When Madame Marie Curie arrives here from Paris next May, says a New York dispatch, she may be presented by the women of America, as has already been announced, with a tube containing one gramme of radium–– the radioactive element Madame Curie discovered and gave to the world in 1898.

The reason for this gift is the fact that although Madame Curie knows more concerning radium and its potentialities than any living soul, she has not, because of her generosity, one grain with which to conduct experiments and research work, which will mean so much to the world at large. The gramme, which will cost $100,000, can be contained in a small thimble, and there will be considerable room to spare.

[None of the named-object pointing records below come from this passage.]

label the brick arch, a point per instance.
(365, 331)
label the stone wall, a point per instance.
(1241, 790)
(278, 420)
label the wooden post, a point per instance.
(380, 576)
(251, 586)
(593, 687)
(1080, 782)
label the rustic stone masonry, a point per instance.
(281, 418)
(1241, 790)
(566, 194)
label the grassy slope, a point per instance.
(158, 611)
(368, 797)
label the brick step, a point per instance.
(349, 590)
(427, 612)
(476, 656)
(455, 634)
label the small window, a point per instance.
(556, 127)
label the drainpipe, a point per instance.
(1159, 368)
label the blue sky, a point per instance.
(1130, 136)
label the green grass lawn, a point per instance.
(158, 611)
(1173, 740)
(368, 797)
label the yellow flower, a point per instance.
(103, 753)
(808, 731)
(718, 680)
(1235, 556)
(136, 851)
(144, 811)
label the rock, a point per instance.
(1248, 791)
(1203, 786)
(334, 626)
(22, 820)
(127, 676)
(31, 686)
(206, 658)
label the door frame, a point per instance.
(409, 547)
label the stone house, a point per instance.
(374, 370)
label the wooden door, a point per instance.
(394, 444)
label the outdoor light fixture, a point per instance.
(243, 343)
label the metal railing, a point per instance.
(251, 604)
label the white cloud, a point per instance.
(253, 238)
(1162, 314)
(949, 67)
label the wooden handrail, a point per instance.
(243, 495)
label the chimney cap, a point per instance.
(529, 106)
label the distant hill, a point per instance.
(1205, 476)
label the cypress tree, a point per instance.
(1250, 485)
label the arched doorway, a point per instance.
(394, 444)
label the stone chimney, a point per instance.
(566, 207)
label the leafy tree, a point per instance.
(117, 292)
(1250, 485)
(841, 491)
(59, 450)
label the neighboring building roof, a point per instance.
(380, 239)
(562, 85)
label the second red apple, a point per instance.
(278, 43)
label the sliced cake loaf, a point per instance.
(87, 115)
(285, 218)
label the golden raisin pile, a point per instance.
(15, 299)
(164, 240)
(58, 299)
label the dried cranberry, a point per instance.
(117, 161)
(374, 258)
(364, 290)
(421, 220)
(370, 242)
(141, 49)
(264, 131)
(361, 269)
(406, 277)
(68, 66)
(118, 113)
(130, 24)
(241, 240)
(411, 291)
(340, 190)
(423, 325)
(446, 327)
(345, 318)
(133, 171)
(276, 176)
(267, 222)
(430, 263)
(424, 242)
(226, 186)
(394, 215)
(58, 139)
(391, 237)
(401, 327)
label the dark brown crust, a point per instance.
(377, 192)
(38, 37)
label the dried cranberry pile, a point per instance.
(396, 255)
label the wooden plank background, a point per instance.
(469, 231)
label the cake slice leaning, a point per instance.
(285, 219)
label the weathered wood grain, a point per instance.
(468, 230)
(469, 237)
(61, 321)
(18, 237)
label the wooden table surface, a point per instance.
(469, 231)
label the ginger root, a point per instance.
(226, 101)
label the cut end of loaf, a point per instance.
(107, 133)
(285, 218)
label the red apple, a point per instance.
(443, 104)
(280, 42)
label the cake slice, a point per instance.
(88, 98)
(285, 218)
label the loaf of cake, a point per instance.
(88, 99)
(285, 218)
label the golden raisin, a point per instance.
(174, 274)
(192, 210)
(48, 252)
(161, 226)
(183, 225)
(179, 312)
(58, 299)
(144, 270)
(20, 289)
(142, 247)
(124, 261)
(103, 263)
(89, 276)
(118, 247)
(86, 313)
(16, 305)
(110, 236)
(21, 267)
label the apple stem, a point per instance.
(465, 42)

Dr. Robert Abbe, the noted surgeon of New York, is aiding the Mme. Curie Radium Committee in its effort to gather the necessary fund. He was the pioneer in the use of radium in this country, and is one of the few scientists who has worked side by side with Mme. Curie in Paris. She has frequently expressed the highest regard for him.

Dr. Abbe has written for medical history a book entitled “Mme. Curie,” the manuscript of which was recently completed. The surgeon has given to The New York Times an excerpt from one of the chapters of this work, which throws much interesting light on Mme. Curie’s discovery of radium.

Important Discovery.

“No woman engaged in purely scientific work,” says Dr. Abbe, “has ever been accorded honor for accomplishing a discovery so important to the world and to science as Mme. Curie has been for her discovery of radium.

“Other women have been credited with deeper and wider scientific knowledge; other women have sat upon thrones, and, with royal privileges, have made history, but no other woman, but sheer force of energy and brain power, has pursued a trail into an unknown jungle, and brought to light such an unsuspected new factor in the world’s make up, which has had such revolutionary influence in science.

“No one can say that she stumbled on this by chance. There existed, first of all, a complete education in chemistry and physics, without which the first step could not have been taken. Secondly, the energy, the dominating will, the zeal in pursuit, the indefatigable working power, the self-sacrificing bravery — the same forces which made it possible for Peary to reach the North Pole––carried this explorer into unknown wilderness.

“We witness, in Mme. Curie’s research, one of the most complete pieces of detective work that ever unearthed a hidden mystery.

“She who has given it away freely has none, and can get none to pursue further discovery. Every year a new chapter has to be written about it.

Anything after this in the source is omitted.